To expand \( (3+x)^{1/2} \) using the binomial theorem for rational indices, we must ensure the term in the expansion is less than 1. Given \( |x|>3 \), we have \( |\frac{3}{x}|<1 \). Therefore, we should factor out \( x \) from the binomial term.

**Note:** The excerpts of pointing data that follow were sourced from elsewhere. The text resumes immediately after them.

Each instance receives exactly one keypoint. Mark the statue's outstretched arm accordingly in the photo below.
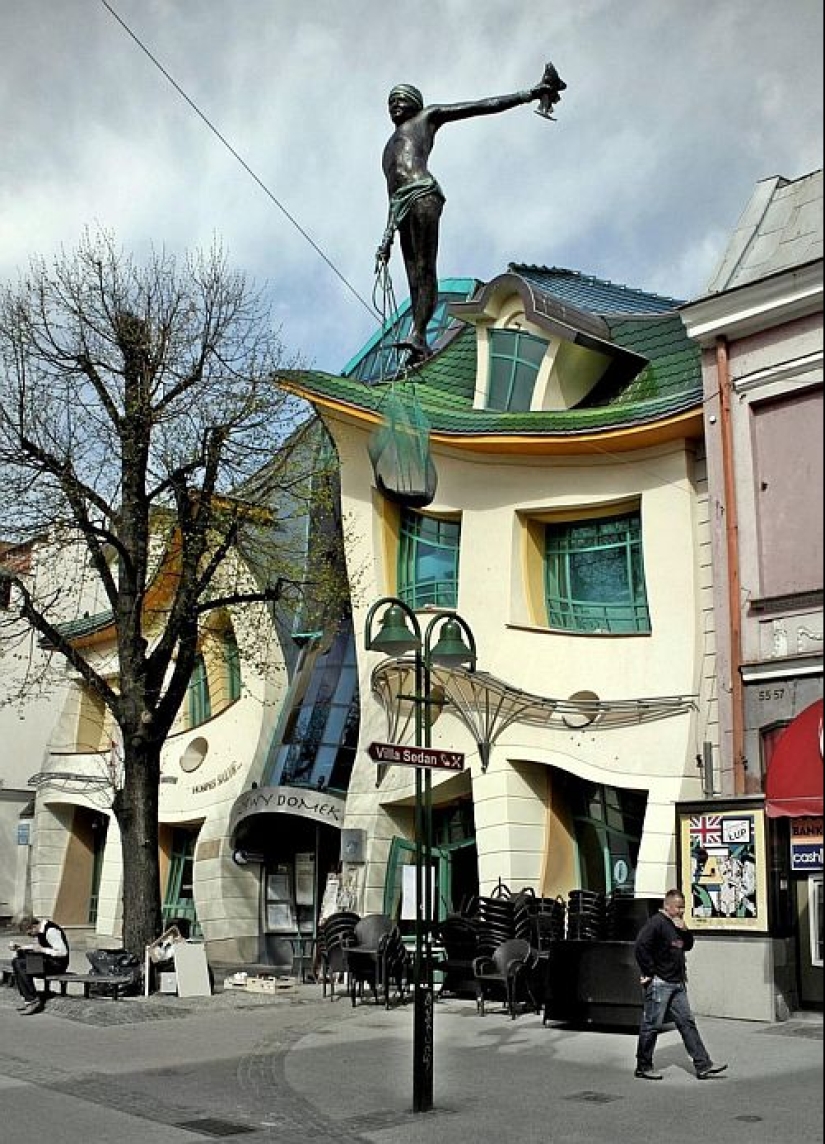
(548, 90)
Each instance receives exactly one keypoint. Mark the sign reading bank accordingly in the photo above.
(806, 845)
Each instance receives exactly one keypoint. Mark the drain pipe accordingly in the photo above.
(731, 537)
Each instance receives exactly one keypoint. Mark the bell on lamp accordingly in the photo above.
(395, 637)
(451, 649)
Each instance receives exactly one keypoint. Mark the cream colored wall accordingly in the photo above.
(676, 659)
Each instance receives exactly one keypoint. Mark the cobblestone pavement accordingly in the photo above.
(293, 1066)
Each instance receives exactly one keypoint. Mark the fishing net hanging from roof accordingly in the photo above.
(399, 451)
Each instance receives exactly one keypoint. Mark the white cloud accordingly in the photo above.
(672, 113)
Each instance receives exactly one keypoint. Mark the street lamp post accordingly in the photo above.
(399, 634)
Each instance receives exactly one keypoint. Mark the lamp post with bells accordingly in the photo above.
(401, 634)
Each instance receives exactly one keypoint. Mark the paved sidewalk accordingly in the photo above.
(296, 1069)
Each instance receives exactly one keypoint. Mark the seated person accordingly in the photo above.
(50, 942)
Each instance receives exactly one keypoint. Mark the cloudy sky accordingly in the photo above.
(674, 110)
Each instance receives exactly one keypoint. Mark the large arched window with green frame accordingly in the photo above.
(608, 824)
(514, 365)
(428, 559)
(594, 576)
(199, 698)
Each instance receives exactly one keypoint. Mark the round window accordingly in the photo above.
(195, 754)
(581, 709)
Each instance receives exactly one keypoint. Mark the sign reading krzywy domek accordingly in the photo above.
(318, 805)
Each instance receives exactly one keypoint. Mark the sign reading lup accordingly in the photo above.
(391, 753)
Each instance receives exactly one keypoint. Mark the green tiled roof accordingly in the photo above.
(669, 383)
(85, 625)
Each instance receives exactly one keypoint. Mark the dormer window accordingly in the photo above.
(514, 366)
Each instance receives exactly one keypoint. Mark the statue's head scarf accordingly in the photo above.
(410, 93)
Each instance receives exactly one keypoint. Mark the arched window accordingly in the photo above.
(594, 576)
(514, 365)
(231, 661)
(199, 700)
(428, 559)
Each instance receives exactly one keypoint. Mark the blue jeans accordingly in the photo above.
(666, 1001)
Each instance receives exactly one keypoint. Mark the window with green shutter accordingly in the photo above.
(594, 576)
(514, 365)
(428, 561)
(199, 700)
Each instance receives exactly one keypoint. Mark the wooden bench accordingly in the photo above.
(117, 983)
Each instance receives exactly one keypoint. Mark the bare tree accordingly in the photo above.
(140, 420)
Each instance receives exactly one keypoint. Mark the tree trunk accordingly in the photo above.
(136, 810)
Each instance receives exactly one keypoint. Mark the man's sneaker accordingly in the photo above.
(710, 1071)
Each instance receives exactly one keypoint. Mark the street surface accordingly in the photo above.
(296, 1069)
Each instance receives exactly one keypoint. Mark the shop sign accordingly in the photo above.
(806, 845)
(320, 807)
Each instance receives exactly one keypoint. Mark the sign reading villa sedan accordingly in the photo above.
(391, 753)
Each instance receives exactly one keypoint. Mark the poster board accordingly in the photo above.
(191, 970)
(407, 892)
(722, 865)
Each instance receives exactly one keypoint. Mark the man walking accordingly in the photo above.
(660, 947)
(53, 945)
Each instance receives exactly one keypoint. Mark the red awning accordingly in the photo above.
(794, 780)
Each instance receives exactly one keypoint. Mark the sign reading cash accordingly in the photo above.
(388, 754)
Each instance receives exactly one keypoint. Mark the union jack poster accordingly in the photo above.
(722, 863)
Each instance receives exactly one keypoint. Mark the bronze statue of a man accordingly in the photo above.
(415, 199)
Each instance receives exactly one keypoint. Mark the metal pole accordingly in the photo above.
(422, 995)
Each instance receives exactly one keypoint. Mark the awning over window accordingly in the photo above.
(794, 780)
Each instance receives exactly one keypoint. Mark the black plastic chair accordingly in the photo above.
(365, 952)
(459, 937)
(335, 934)
(507, 974)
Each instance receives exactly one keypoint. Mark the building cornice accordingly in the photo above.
(756, 307)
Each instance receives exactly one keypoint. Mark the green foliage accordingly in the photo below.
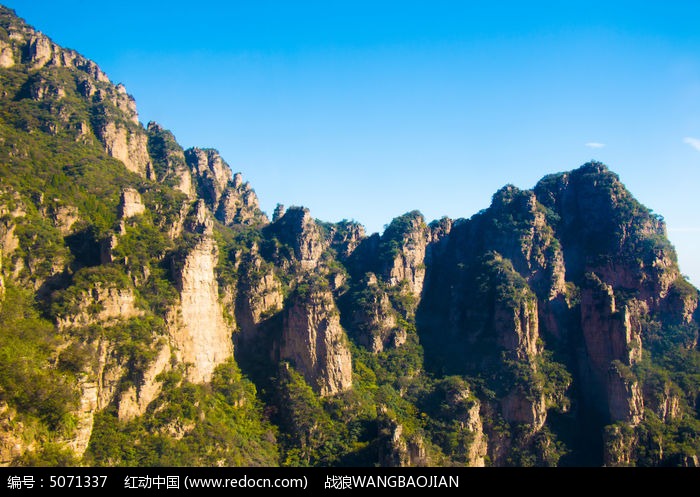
(29, 380)
(49, 454)
(190, 425)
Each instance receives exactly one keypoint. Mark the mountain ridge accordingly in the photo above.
(154, 315)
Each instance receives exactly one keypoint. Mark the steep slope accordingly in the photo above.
(152, 314)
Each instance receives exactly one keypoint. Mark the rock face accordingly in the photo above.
(299, 230)
(127, 146)
(169, 159)
(97, 389)
(316, 345)
(130, 204)
(374, 319)
(406, 240)
(232, 200)
(102, 304)
(611, 337)
(134, 401)
(213, 175)
(553, 327)
(402, 451)
(200, 335)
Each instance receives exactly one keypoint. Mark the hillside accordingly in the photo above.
(152, 314)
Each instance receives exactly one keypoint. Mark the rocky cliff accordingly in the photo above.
(151, 314)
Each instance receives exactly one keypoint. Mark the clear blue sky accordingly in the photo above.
(367, 109)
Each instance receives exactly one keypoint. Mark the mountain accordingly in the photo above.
(152, 314)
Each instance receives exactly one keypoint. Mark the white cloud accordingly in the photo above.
(693, 142)
(595, 145)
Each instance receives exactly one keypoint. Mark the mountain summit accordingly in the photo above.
(152, 314)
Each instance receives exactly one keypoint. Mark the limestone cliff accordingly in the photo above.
(298, 230)
(315, 344)
(404, 244)
(197, 328)
(551, 328)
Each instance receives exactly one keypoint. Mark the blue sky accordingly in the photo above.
(366, 110)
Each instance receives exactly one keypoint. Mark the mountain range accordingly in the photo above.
(152, 314)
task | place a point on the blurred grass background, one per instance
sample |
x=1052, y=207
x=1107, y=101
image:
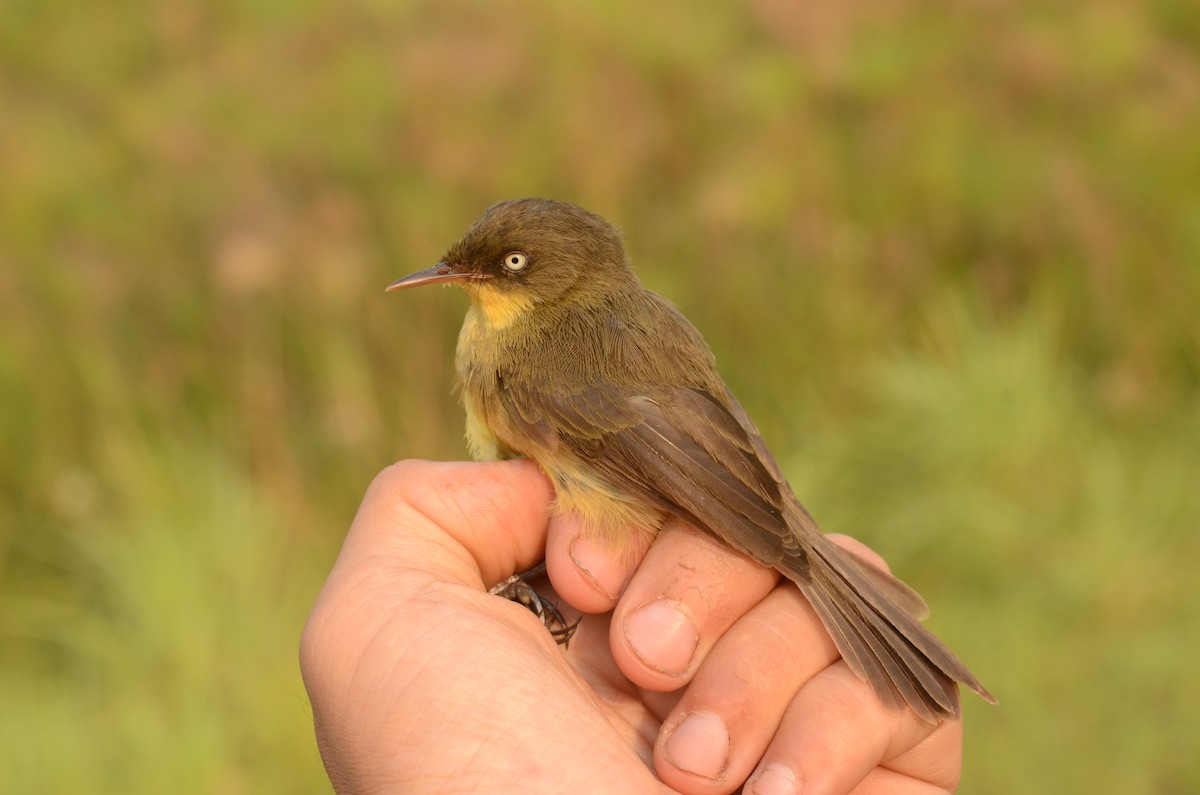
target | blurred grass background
x=948, y=256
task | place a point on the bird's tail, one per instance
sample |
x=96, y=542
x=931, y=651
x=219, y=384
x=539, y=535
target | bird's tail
x=875, y=620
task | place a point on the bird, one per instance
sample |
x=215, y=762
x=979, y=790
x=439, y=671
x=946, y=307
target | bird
x=567, y=359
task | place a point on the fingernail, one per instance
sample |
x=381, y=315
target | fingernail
x=775, y=778
x=700, y=745
x=599, y=563
x=663, y=635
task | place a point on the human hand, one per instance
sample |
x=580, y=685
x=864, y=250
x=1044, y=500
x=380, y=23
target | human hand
x=420, y=681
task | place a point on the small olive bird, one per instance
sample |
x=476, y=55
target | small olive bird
x=567, y=359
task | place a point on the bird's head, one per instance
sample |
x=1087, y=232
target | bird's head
x=526, y=253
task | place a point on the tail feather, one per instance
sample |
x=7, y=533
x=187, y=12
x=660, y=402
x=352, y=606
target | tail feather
x=874, y=620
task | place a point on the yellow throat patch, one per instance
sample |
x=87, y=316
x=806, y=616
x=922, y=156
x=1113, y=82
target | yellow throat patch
x=501, y=308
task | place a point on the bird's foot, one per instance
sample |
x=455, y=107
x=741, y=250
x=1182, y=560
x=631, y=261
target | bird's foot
x=517, y=589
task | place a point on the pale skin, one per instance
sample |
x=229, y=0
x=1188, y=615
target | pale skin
x=695, y=670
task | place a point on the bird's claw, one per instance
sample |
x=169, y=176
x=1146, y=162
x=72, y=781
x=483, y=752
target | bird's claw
x=517, y=589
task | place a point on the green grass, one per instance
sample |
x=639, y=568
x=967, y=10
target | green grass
x=948, y=257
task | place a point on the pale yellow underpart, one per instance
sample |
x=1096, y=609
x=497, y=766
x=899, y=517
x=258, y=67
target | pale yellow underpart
x=601, y=509
x=501, y=308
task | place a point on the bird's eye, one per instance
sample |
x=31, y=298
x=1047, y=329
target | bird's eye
x=515, y=262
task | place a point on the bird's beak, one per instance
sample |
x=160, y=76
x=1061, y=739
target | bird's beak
x=439, y=273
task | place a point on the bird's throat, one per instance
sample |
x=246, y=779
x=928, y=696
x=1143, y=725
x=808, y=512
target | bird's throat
x=499, y=308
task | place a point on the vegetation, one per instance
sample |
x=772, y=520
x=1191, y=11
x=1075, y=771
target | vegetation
x=948, y=256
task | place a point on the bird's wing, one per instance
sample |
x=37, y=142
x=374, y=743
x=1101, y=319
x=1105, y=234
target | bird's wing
x=679, y=449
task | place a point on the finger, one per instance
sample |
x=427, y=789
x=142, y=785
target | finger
x=882, y=781
x=687, y=592
x=835, y=733
x=739, y=694
x=591, y=572
x=466, y=521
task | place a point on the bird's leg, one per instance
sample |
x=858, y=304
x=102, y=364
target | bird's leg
x=517, y=589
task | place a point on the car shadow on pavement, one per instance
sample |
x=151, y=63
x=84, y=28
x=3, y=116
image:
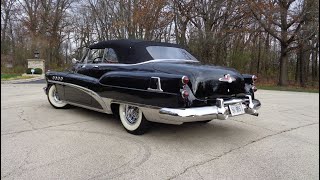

Step 2: Detailed Explanation:

Rewrite the expression: \[ E = x^{3/2} (x + 3)^{1/2} = x^{3/2} \left[ x \left( 1 + \frac{3}{x} \right) \right]^{1/2} \] \[ E = x^{3/2} \cdot x^{1/2} \left( 1 + \frac{3}{x} \right)^{1/2} = x^2 \left( 1 + \frac{3}{x} \right)^{1/2} \] We need the coefficient of \( \frac{1}{x^n} \), i.e., \( x^{-n} \). Let the general term in the binomial expansion of \( (1 + y)^m \) be \( T_{r+1} \). \[ T_{r+1} = \frac{m(m-1)\dots(m-r+1)}{r!} y^r \] Here \( m = 1/2 \) and \( y = 3/x \). The term in the full expression is: \[ x^2 \cdot T_{r+1} = x^2 \cdot \binom{1/2}{r} \left( \frac{3}{x} \right)^r = \binom{1/2}{r} 3^r x^{2-r} \] We want the power of \( x \) to be \( -n \): \[ 2 - r = -n \implies r = n + 2 \] Now, calculate the coefficient \( \binom{1/2}{r} \) for \( r = n+2 \): \[ \binom{1/2}{r} = \frac{\frac{1}{2}(\frac{1}{2}-1)(\frac{1}{2}-2)\dots(\frac{1}{2}-r+1)}{r!} \] \[ = \frac{\frac{1}{2}(-\frac{1}{2})(-\frac{3}{2})\dots(-\frac{2r-3}{2})}{r!} \] The numerator has \( r \) terms. The first term is positive, and the remaining \( r-1 \) terms are negative. So the sign is \( (-1)^{r-1} \). \[ \binom{1/2}{r} = \frac{(-1)^{r-1} \cdot 1 \cdot 1 \cdot 3 \cdot 5 \dots (2r-3)}{2^r r!} \] Substituting \( r = n+2 \): \[ \text{Coeff} = \left[ \frac{(-1)^{n+1} \cdot 1 \cdot 3 \cdot 5 \dots (2(n+2)-3)}{2^{n+2} (n+2)!} \right] \cdot 3^{n+2} \] The last factor in the numerator product is \( 2n+4-3 = 2n+1 \). \[ \text{Coeff} = (-1)^{n+1} \frac{1 \cdot 3 \cdot 5 \dots (2n+1)}{2^{n+2} (n+2)!} 3^{n+2} \]
Step 4: Final Answer:

The correct option matches this expression.